Loving. Personal. Trustworthy.
A good shepherd.
“The Lord is my shepherd.”
We most
often think of these as words of comfort. But actually, the 23rd Psalm is also a
psalm of resistance. It is a psalm of protest against the powers and principalities
of the world. In a world where sin, despair, and death claim to lead the way,
the Word of God proclaims this is God’s
world, this is God’s city, this is
God’s street—and we are the Lord’s sheep.
And
actually, this is the reason Psalm 23 is so popular at funerals. It’s not just
that these words are familiar. It’s that when we are walking through the valley
of the shadow of death—or addiction, or depression, or cancer, or injustice—these
familiar words give us the voice to say to anything that tries to come between
us and abundant life, “No! You are not my shepherd—because the Lord God
Almighty, the King of Love, the Prince of Peace, the great shepherd of the
sheep, is leading me through this.”
For the Lord
is our shepherd – but there are others.
There are
other shepherds who want to take us along their paths, who promise us stiller
waters and greener pastures.
In the city
of Chicago, where Tina faithfully shepherded children across the street, there
are those who promise vulnerable young people a life of luxury, and a place to
call home—but all too soon they find themselves walking in the valley of the shadow
of gangs, and guns, and death.
In cities
all across the world today, shepherds of the media and politics (and even
religion) try to convince us that actually, we
are in want. They tell us we are in want of more than our share of the
world’s resources; we are in want of more guns to feel safe; or we are in want
of high walls to keep wolves out.
Today in the
city of Jerusalem, the same false shepherds seek to gather a flock. Here, there
are those who would lead us on the path of violent revenge for past injustices.

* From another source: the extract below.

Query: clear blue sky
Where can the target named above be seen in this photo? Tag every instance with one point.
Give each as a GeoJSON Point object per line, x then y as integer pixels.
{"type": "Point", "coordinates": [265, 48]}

They make us to lie down in fields of hatred for those who are different. They
promise us still and peaceful waters—if only we will accept inequality,
division, and power over others as necessary and reasonable.
And in the
presence of all such false shepherds, our faith teaches us to proclaim: “The
Lord is my shepherd.”
The Lord is
our shepherd, and we shall want for nothing! For we proclaim that God’s goodness
and mercy has become flesh in Jesus Christ. We proclaim that the cross reveals the
vastness of God’s love for us. We proclaim that because the tomb was empty on
that Easter morning, nothing, not even death, can separate the sheep from the
shepherd.
Thanks be to
God, the Lord is our shepherd, and we shall want for nothing. Like Tina,
standing guard in her uniform between the Chicago traffic and her schoolchildren,
the Crucified and Risen Christ has declared to every power and principality
claiming ownership of his flock: “Oh no…These are my sheep!”
The King of
Love has said: “These are my sheep…and surely goodness and mercy shall follow
them all the days of their lives.”
Surely
goodness and mercy shall sit with us in the hospital waiting room.
Surely
goodness and mercy will accompany us through chemo treatment.
Surely
goodness and mercy will walk into the courtroom with us.
Surely
goodness and mercy will fight our addictions with us.
Surely
goodness and mercy will cross the checkpoint with us.
Surely
goodness and mercy will give us renewed strength to stand for justice, to hope
for peace, to speak truth to power.
Because our
Good Shepherd, Jesus Christ, is risen from the dead,
surely
goodness and mercy will follow us all the days of our lives,
And we shall
dwell in the house of the Lord forever. Amen.